The widow with the two mites, is an exemplary model of faith and kenosis. The money she gave was all she had, there was no recourse for her, she had given the very substance of her ability to live, she would not eat until that money had been replaced. In this we see faith, she believed in a God who would provide (Jehovah-Jireh); the God who sees (El-Roi), and she committed all that she had to His care. She gave in faith, she gave in love, she gave with a view to the glory of God, she gave without misgivings as to the end-use, she gave in accordance with what she had, she gave willingly, she gave with trust.

As with all cultural influences, the esteemed values of man can be propagated within, as well as the detrimental or disrespectful behaviours and attitudes. It is the very nature of culture to imitate; to build upon; and to learn from social models. As we see in Acts 4:36-37 a man "Joses, who was also named Barnabas by the apostles (which is translated Son of Encouragement), a Levite of the country of Cyprus, having land, sold it, and brought the money and laid it at the apostles' feet." He was not the only one, many had done this in recognition of the need of the poor in Jerusalem.

Acts 5:1-3, "...but a certain man named Ananias, with Sapphira his wife, sold a possession. And he kept back part of the proceeds, his wife also being aware of it, and brought a certain part and laid it at the apostles' feet. But Peter said, "Ananias, why has Satan filled your heart to lie to the Holy Spirit and keep back part of the price of the land for yourself?" This instance is remarkable in that it points to the nature of hypocrisy, and goes on to illustrate the art and cunning of the enemy in attempting to corrupt the church, and to pervert the religion of the gospel. Hypocrisy consists in any attempt which seeks to imitate the people of God, or to assume the appearance of religion, in whatever form it may be manifested. In this case, religion had been manifested by great self-denial and benevolence. The hypocrisy of Ananias consisted in attempting to imitate this appearance.

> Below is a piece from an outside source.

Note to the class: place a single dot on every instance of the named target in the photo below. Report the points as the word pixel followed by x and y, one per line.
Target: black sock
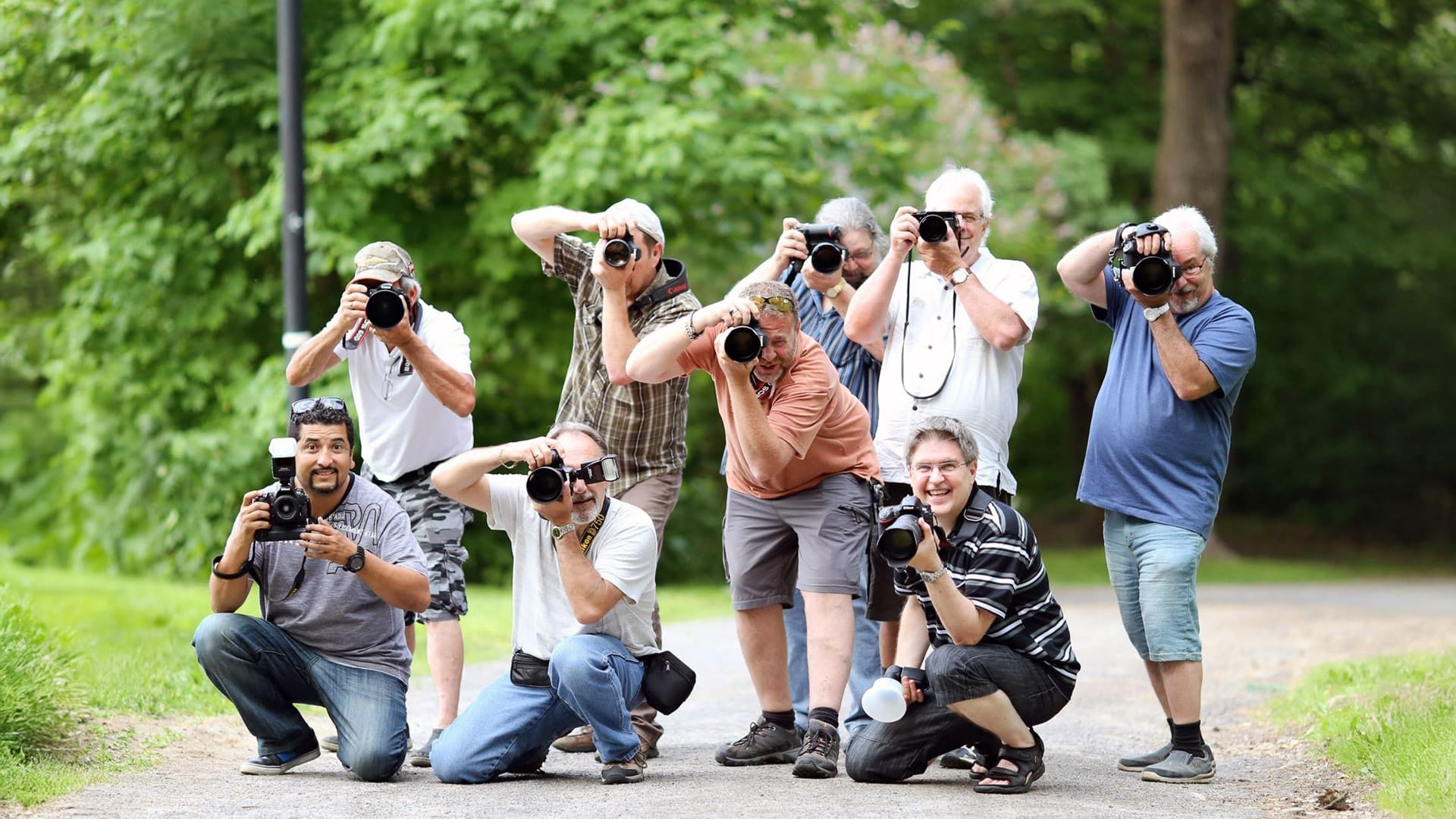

Ananias faith was insincere and filled with doubt, it revealed by his actions that he did not believe providentially in God, nor did he understand the sovereignty of God and God's desire to raise a people imitative of the kenosis modeled by Jesus, that which is required, esteemed, sincere, unpretentious, and indicative of the trusting relationship. Ananias' actions were indicative of his vain and covetous insecurity. Ananias' actions were seen by the Apostles as the seed of doubt planted in the heart of the church; the yeast which, when left, infiltrates the whole amount of dough (Galatians 5:9 A little leaven leavens the whole lump.); the consensual yielding to Satan's influences and the insidiousness of lies invading the thoughts and intents of the church; the introduction of sin into the fellowship of Saints, 'sin lying at the door' seeking to devour, consume and waste life's efforts; the opportunity afforded to Satan to entrench a hardened and cheating mind-set; the destruction of the favorable circumstances for the promotion of faith and relationship, and in this, that sin was identified and dealt with by God in a shocking and stern fashion.

Praise God that His mercy and grace abound today and the expedient judgement of God is restrained.

2 Cor. 5:7 For we walk by faith, not by sight.